Committee Report (Substituted)

 

 

 

BACKGROUND AND PURPOSE

 

Current law allows a taxing unit to levy an unrestricted debt rate necessary to generate sufficient revenue to cover the required debt service for the current tax year. The debt rate declines over time as the total amount of debt outstanding from issuances is paid off. However, the governing bodies of some taxing units elect to retire debt earlier than required by a bond's covenant and schedule. These decisions require that the debt rate be set higher than would otherwise be required, leading taxpayers to pay higher tax bills than they otherwise would.
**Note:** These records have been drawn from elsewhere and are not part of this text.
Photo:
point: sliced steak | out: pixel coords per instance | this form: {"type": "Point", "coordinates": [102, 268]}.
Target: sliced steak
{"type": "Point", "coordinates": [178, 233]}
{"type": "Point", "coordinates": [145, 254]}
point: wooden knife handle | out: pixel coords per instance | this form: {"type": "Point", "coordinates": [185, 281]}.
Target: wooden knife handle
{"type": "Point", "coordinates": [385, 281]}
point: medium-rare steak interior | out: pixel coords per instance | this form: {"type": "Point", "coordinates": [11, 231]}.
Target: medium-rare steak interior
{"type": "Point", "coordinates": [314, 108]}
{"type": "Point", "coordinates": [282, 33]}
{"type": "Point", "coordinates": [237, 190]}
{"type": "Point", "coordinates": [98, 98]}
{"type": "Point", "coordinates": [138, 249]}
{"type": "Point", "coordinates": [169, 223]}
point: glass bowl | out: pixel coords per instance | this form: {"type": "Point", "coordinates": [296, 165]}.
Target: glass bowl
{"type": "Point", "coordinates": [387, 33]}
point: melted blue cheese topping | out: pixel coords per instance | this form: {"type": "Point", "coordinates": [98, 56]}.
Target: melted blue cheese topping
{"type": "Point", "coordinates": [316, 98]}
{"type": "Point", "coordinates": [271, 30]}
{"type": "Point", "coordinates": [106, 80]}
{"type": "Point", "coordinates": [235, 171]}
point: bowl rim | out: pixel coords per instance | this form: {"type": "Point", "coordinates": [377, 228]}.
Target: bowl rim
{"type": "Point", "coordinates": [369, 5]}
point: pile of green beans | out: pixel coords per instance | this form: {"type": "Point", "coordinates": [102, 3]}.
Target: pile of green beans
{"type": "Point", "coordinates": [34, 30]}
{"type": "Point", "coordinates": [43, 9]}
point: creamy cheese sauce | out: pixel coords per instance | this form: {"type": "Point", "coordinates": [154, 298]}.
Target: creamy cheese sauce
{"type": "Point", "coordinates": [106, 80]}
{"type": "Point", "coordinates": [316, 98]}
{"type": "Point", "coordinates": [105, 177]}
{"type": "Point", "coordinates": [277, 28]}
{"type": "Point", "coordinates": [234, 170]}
C.S.S.B. 1814 seeks to address this issue by ensuring that the term "current debt," as it relates to calculating a taxing unit's current debt rate for property tax purposes, accounts only for the minimum dollar amount required to be expended for debt service for the current year.

 

CRIMINAL JUSTICE IMPACT

 

It is the committee's opinion that this bill does not expressly create a criminal offense, increase the punishment for an existing criminal offense or category of offenses, or change the eligibility of a person for community supervision, parole, or mandatory supervision.

 

RULEMAKING AUTHORITY

 

It is the committee's opinion that this bill does not expressly grant any additional rulemaking authority to a state officer, department, agency, or institution.

 

ANALYSIS

 

C.S.S.B. 1814 amends the Tax Code to authorize the governing body of a taxing unit to approve a debt rate that exceeds the rate for the taxing unit to service the unit's debt determined under provisions providing for the debt rate calculation on the following conditions:

·         the rate is proposed to be approved by a motion that states the debt rate determined under those provisions, states the proposed rate, states the difference between the proposed rate and the determined rate, and describes the purpose for which the excess revenue collected from the proposed rate will be used; and

·         the motion is approved by at least 60 percent of the governing body's members.

The bill establishes that, if the governing body approves the proposed rate for a tax year, the approved rate is considered to be the taxing unit's current debt rate for that tax year. The bill requires the officer or employee designated by the governing body to calculate the taxing unit's voter-approval tax rate to recalculate that rate to account for the new current debt rate and establishes that the recalculated voter-approval tax rate is considered to be the taxing unit's voter-approval tax rate for that tax year.

 

C.S.S.B. 1814 replaces the definition of "current debt" as debt service for the current year with a definition of "current debt service" as the minimum dollar amount required to be expended for debt service for the current year for purposes of provisions relating to property tax assessments. The bill specifies that the amount of principal and interest required to service a taxing unit's debts in the next year from property tax revenue that must be stated on a taxing unit's schedule of debt obligations and posted on the taxing unit's website is the minimum dollar amount of such principal and interest.

 

C.S.S.B. 1814 amends the Education Code to revise the statement that must be included in a public school district's notice of the budget and proposed tax rate with respect to the interest and sinking fund tax rate by specifying that the amount required to service the district's debt is the minimum dollar amount required to be paid to service the district's debt.

 

C.S.S.B. 1814 applies only to property taxes imposed for a property tax year that begins on or after the bill's effective date.

 

EFFECTIVE DATE

 

January 1, 2024.

 

COMPARISON OF SENATE ENGROSSED AND SUBSTITUTE

 

While C.S.S.B. 1814 may differ from the engrossed in minor or nonsubstantive ways, the following summarizes the substantial differences between the engrossed and committee substitute versions of the bill.

 

The substitute includes provisions that were not in the engrossed that, as follows:

·         establish that, if the governing body of a taxing unit approves the proposed debt rate for a tax year under the bill's provisions, the approved rate is considered to be the taxing unit's current debt rate for that tax year;

·         require the officer or employee designated by the governing body to calculate the taxing unit's voter-approval tax rate to recalculate that rate to account for the new current debt rate; and

·         establish that the recalculated voter-approval tax rate is considered to be the taxing unit's voter-approval tax rate for that tax year.